With the root cause understood and the relevant code loaded, the agent generates a targeted fix.

def _generate_fix(
    self, analysis: dict, code_files: dict, report: BugReport
) -> BugFix | None:
    files_context = ""
    for path, content in code_files.items():
        files_context += f"\n--- {path} ---\n{content}\n"

    response = client.chat.completions.create(
        model=self.model,
        messages=[
            {"role": "system", "content": """You are a senior developer
fixing a bug. Based on the error analysis and source code, generate
a minimal fix. Return JSON with:
- "file_path": which file to modify
- "original_code": exact code to replace (copy precisely)
- "fixed_code": the corrected code
- "explanation": what the fix does
- "root_cause": why the original code was wrong
- "confidence": 0.0 to 1.0 how confident you are

IMPORTANT: original_code must be an EXACT match of existing code.
Make the smallest change possible.
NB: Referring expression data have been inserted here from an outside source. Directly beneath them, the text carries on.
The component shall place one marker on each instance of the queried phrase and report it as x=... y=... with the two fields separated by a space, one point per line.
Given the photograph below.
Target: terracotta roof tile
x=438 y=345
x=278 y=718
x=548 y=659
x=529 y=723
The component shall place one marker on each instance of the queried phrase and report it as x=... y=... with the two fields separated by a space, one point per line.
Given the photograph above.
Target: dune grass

Do not refactor unrelated code."""},
            {"role": "user", "content": (
                f"Error analysis: {analysis}\n\n"
                f"Error: {report.error_message}\n\n"
                f"Source files:\n{files_context}"
            )},
        ],
        temperature=0,
        response_format={"type": "json_object"},
    )

    import json
    data = json.loads(response.choices[0].message.content)
    return BugFix(**data)

Regression Testing

The fix is applied temporarily and the test suite runs to ensure nothing else breaks.
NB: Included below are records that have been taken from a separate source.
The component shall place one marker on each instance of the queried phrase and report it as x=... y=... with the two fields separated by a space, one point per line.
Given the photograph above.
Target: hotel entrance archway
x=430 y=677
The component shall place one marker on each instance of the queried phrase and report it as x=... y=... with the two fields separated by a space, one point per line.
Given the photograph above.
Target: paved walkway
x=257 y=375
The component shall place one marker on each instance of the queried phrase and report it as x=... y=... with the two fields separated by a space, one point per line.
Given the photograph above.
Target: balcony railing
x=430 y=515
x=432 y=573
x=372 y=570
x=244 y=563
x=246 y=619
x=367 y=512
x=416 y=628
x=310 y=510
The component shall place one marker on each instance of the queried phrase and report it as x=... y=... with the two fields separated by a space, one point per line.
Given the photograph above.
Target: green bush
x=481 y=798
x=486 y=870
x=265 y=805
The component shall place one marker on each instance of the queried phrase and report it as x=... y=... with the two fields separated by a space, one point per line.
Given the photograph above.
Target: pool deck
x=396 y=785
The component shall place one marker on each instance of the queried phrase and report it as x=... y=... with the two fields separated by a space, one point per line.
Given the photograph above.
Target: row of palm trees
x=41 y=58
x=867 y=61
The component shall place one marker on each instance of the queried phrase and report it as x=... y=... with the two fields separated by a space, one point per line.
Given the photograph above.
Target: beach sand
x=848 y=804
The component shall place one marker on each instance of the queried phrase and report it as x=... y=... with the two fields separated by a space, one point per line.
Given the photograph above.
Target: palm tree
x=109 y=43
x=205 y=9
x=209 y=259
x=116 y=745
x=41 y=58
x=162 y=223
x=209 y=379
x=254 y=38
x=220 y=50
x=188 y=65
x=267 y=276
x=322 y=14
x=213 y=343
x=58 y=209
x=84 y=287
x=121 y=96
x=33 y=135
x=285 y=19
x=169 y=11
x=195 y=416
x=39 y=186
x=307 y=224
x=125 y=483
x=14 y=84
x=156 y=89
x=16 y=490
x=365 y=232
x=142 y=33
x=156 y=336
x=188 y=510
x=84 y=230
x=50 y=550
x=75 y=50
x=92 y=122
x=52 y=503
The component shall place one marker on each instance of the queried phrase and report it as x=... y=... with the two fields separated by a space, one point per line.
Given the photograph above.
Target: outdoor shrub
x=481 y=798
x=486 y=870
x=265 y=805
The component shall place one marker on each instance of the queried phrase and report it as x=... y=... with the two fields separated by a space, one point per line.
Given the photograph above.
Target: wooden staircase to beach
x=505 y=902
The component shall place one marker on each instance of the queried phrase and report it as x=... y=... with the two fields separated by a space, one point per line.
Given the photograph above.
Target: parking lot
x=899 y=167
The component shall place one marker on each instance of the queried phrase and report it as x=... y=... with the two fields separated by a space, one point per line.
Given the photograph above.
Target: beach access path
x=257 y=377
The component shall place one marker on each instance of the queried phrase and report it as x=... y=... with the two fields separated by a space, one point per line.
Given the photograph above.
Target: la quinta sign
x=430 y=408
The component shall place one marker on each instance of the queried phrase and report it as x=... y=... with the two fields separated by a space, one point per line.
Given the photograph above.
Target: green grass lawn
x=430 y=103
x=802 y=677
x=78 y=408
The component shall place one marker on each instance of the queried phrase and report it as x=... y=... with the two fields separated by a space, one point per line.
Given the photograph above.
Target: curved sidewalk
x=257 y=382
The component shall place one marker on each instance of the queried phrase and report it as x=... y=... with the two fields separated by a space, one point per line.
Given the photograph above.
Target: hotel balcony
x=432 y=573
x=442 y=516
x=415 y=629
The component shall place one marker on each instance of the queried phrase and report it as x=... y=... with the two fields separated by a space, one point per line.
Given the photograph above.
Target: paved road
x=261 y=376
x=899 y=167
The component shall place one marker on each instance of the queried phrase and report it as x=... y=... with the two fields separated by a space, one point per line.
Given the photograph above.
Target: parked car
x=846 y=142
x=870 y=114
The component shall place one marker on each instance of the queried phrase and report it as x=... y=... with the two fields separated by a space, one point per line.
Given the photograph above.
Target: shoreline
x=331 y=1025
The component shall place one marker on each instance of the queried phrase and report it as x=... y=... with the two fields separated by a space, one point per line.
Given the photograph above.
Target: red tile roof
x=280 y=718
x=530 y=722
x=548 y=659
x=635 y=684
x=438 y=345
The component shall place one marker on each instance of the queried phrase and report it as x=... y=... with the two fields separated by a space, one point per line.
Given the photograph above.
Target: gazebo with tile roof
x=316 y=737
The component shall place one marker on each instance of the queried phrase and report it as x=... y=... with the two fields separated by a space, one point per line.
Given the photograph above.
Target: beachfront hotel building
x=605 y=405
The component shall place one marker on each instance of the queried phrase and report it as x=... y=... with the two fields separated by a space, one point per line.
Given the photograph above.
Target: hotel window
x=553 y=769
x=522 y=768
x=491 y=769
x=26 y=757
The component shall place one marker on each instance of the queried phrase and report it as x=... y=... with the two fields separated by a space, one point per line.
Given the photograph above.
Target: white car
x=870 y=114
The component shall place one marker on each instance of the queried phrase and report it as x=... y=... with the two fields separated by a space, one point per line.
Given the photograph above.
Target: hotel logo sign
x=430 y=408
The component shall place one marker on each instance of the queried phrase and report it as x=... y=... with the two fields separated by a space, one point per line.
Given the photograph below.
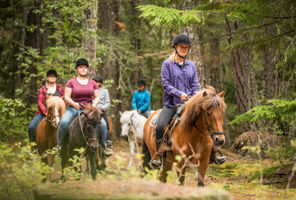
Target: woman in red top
x=50 y=88
x=79 y=92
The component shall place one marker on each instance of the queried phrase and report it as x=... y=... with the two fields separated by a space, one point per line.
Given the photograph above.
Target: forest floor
x=239 y=176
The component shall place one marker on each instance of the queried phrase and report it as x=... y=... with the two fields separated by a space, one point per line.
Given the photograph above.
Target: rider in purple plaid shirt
x=179 y=80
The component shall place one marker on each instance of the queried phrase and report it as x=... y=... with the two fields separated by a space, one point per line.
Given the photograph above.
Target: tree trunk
x=89 y=38
x=110 y=69
x=242 y=69
x=215 y=67
x=269 y=74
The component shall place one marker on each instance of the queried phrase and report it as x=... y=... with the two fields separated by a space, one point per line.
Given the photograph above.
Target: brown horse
x=201 y=124
x=46 y=131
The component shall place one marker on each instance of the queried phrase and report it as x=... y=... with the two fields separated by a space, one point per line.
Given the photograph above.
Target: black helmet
x=141 y=82
x=81 y=61
x=51 y=72
x=182 y=39
x=98 y=79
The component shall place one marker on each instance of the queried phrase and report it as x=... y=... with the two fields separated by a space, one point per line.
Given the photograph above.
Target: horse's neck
x=138 y=125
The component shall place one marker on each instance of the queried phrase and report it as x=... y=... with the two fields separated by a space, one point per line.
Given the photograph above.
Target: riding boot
x=217 y=159
x=156 y=164
x=33 y=144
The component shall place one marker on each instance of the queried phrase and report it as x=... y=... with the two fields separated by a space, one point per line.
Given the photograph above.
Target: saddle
x=166 y=141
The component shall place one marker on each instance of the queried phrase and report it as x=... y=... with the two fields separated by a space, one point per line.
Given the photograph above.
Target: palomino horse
x=201 y=123
x=132 y=124
x=83 y=131
x=46 y=131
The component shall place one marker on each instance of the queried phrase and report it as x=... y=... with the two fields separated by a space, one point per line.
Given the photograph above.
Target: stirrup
x=109 y=143
x=108 y=152
x=57 y=149
x=220 y=160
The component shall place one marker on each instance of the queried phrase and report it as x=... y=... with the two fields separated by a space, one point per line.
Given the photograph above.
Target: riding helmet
x=141 y=82
x=98 y=79
x=182 y=39
x=52 y=72
x=81 y=61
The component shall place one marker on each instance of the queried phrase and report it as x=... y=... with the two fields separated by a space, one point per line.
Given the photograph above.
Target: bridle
x=82 y=132
x=212 y=133
x=51 y=117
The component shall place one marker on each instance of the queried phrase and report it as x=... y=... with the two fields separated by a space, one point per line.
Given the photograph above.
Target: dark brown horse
x=201 y=124
x=46 y=131
x=84 y=131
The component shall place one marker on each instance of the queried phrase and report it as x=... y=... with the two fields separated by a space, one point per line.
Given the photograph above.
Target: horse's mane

def _verify_fix(self, fix: BugFix, report: BugReport) -> bool:
    with open(fix.file_path) as f:
        original_content = f.read()

    if fix.original_code not in original_content:
        return False

    patched = original_content.replace(
        fix.original_code, fix.fixed_code, 1
    )

    try:
        with open(fix.file_path, "w") as f:
            f.write(patched)

        cmd = ["python", "-m", "pytest", "--tb=short", "-q"]
        if report.failing_test:
            cmd.append(report.failing_test)

        result = subprocess.run(
            cmd, capture_output=True, text=True,
            timeout=120, cwd=self.project_dir,
        )
        return result.returncode == 0
    finally:
        with open(fix.file_path, "w") as f:
            f.write(original_content)

The original file is always restored in the finally block, so even if the fix fails, your codebase is unchanged. The fix is only committed if all tests pass.

FAQ

How do I prevent the agent from making changes that break other parts of the code?

The regression testing step catches this. Run the full test suite, not just the failing test. If any test that was passing before now fails, reject the fix. For extra safety, use git to create a temporary branch, apply the fix, and run tests in isolation.

What if the bug is in a dependency rather than my own code?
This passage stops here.